Le sociologue peut aussi se mêler au public enquêté et profiter d’une manifestation exceptionnelle pour recueillir de nombreuses observations. Il risque de se retrouver subitement devant un très grand nombre d’informations à gérer. Il doit alors avoir recours à tous les outils qui lui permettront d’accumuler les informations : le carnet de notes, l’appareil photographique, le magnétophone. Mais il ne faut pas qu’il note tout ce qu’il voit ou perçoit de manière frénétique. Pour ne pas céder à cette boulimie, l’enquêteur doit ramener les pratiques à sa problématique et à ses hypothèses de travail. L’acceptation du sociologue par le groupe dépend étroitement de sa capacité à intégrer les codes dominants propres à ce groupe. Monique Pinçon-Chariot et Michel Pinçon ont ainsi pu participer à la soirée des joailliers de la place Vendôme parce que non seulement ils s’étaient habillés de la même façon que les membres de la haute société, pour naviguer d’un buffet à l’autre et ainsi se trouver en situation d’observation idéale, mais aussi parce qu’ils se présentaient en couple et donc sous les allures de personnes présentant tous les signes de la normalité, dans ce milieu où la famille est représentée comme une vertu cardinale.
L’observateur peut se retrouver enfin dans une situation où il est lui- même sollicité par les personnes sur lesquelles il travaille. S’il est alors très difficile, voire impossible dans ce cas de figure, de se mettre dans une posture d’enquête habituelle, c’est l’occasion pour l’enquêteur de partager le plus naturellement leurs expériences de vie. Monique Pinçon-Chariot et Michel Pinçon avouent avoir pleinement compris le rôle de l’étiquette, comme ayant une fin en soi dans la haute société, qu’après de nombreuses invitations à dîner avec les membres du groupe enquêté. L’observation participante part du principe qu’il n’est pas possible de ressentir le sens pris par certaines pratiques sans avoir participé soi-même à ces pratiques.

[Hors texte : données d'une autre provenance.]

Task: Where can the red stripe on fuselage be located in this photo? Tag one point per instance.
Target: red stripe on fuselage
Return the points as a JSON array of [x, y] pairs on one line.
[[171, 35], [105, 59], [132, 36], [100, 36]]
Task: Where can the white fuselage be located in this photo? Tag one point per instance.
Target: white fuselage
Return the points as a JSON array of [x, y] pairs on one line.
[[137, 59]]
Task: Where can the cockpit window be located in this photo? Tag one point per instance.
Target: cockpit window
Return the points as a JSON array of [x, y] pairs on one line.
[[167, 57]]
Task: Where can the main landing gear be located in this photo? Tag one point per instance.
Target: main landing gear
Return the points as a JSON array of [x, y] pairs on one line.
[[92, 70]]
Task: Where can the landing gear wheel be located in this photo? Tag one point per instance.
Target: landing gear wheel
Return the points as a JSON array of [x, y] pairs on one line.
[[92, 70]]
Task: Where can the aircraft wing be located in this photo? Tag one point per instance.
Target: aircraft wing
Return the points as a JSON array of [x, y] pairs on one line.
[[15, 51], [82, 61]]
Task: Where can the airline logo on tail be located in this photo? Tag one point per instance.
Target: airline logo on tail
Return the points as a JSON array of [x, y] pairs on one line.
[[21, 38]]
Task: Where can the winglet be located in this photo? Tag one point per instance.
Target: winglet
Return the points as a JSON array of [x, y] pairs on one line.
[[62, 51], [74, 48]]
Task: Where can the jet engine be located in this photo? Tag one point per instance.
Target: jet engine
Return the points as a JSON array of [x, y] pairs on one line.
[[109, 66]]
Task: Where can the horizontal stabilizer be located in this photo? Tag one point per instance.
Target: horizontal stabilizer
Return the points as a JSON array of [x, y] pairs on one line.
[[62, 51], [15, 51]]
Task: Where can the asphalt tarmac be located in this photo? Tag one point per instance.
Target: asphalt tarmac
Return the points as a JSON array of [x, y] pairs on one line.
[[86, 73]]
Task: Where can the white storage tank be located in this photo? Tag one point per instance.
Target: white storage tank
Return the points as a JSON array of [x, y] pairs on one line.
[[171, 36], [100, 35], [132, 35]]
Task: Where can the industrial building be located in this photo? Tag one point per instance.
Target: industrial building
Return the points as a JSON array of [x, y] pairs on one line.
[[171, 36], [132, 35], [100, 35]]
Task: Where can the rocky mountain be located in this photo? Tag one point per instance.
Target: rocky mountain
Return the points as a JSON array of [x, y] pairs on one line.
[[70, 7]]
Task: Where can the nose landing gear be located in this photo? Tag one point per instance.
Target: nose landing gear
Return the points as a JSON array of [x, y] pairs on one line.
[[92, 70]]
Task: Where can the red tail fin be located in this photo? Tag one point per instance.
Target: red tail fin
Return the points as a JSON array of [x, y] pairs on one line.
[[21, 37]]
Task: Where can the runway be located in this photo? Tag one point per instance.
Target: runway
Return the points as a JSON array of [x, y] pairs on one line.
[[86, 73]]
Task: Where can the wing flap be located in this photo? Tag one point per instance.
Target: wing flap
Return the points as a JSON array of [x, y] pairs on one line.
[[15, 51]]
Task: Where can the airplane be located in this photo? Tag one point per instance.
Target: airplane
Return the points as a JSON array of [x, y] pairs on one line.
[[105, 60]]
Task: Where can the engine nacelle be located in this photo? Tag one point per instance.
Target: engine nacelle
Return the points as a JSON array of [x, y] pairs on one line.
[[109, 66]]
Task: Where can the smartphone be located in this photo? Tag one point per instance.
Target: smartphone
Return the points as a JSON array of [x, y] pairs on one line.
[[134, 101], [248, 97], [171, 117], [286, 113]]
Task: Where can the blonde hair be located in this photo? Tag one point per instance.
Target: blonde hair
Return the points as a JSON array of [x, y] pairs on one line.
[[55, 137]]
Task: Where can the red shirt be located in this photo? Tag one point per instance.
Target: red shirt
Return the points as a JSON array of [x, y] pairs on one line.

La richesse de l’observation in situ repose sur le fait qu’elle permet de vivre dans des conditions identiques à celles des acteurs étudiés et, par là même, elle est un moyen de ne pas amener ces derniers à parler de manière forcée comme cela peut être le cas pour l’entretien. C’est une méthode qui permet d’obtenir une information de première main en vue de comprendre les phénomènes étudiés.